The “Year of Fear” schedule includes opportunities at each of Pellissippi State’s five campuses.
Tuesday, Oct. 22, in the Goins Building Auditorium on Pellissippi State’s Hardin Valley Campus, 10915 Hardin Valley Road:
- 9:40-10:10 a.m. “Russia Still Remembers: America’s Invasion of Russia, 1918-1919” by Instructor Yuliya Kalnaus;
- 10:20-10:40 a.m. Discussion of the upcoming play “Blood at the Root,” based on the Jena Six, led by Associate Professor Grechen Wingerter;
- 10:40-11:20 a.m. “The Day Wall Street Exploded: America’s First Great Terrorist Attack, 1919-1920” by Assistant Professor Nathan Pavalko;
Tuesday, Oct. 22, in the Magnolia Avenue Campus Community Room:
- 10:40-11:20 a.m. “The Year that Fun was Banned: The Flu Pandemic of 1919” by Professor Toni McDaniel;
- 11:20-11:50 a.m. “’It Was a Fear for All of Us’: The Lynching of Will Brown and the Omaha Race Riots” by Coffman;
- 11:50-12:50 a.m. “The Heat of a Red Summer: Race Mixing, Race Rioting in 1919 Knoxville” by Booker;
Tuesday, Oct. 22, in the Blount County Campus West Chevrolet Auditorium, 2731 W. Lamar Alexander Parkway, Friendsville:
- 10:15-10:40 a.m. “The Spanish Flu: Adding Insult to Injury” by Assistant Professor Amanda Carr-Wilcoxson;
Tuesday, Oct. 22, in the Division Street Campus’ conference room, 3435 Division Street:
- 11:20-11:50 a.m. “The Marathon Continues: Questions of Race in 2019” by Instructor Gregory Johnson; and
Wednesday, Oct. 23, in the Strawberry Plains Campus’ lobby, 7201 Strawberry Plains Pike:
- 12:55-1:50 p.m. “How 1919 Changed Knoxville Forever: The Events that Weren’t Supposed to Happen Here” by Instructor Laura Arnett Smith with a musical performance by tutor Marcel Holman.

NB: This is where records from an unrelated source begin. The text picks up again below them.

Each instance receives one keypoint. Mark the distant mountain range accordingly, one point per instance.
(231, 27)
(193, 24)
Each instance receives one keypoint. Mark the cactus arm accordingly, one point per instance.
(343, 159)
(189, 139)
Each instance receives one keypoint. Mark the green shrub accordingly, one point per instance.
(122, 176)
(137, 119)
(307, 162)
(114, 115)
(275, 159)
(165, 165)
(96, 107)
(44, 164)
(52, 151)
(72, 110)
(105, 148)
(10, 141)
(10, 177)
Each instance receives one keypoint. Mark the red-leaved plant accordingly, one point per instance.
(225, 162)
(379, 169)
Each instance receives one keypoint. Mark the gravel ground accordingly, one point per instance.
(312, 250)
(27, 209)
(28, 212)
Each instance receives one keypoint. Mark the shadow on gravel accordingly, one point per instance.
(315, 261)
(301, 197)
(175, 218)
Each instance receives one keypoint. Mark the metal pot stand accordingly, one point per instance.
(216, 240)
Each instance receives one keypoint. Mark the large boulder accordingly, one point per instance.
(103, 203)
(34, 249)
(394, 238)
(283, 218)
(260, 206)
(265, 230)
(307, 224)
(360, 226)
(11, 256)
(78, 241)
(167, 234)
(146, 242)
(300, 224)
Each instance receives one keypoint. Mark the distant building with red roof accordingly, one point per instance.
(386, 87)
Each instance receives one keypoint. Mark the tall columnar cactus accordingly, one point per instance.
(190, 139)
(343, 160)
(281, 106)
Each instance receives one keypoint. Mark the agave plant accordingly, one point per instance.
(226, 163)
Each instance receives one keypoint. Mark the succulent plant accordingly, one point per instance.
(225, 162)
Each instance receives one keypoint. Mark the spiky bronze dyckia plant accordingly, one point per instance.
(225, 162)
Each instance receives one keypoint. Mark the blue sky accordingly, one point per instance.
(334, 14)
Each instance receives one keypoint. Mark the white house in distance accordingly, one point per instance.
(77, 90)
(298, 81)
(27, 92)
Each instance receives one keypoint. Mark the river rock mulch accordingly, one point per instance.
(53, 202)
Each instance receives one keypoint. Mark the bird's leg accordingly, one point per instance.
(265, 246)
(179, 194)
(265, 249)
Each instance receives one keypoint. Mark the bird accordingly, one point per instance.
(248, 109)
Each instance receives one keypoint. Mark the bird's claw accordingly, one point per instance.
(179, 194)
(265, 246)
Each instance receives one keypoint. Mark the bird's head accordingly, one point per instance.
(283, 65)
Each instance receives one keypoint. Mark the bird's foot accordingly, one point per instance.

“We wanted to focus on remembering the Knoxville Race Riots as part of this ‘Year of Fear’ because all of this seems particularly troubling when dealing with humanity issues so close to home,” Coffman said. “Understanding the Red Summer, in particular the atmosphere of Knoxville post-WWI, also gives us the context we desperately need for understanding modern racial dynamics. This is a road we have traveled together as Americans.”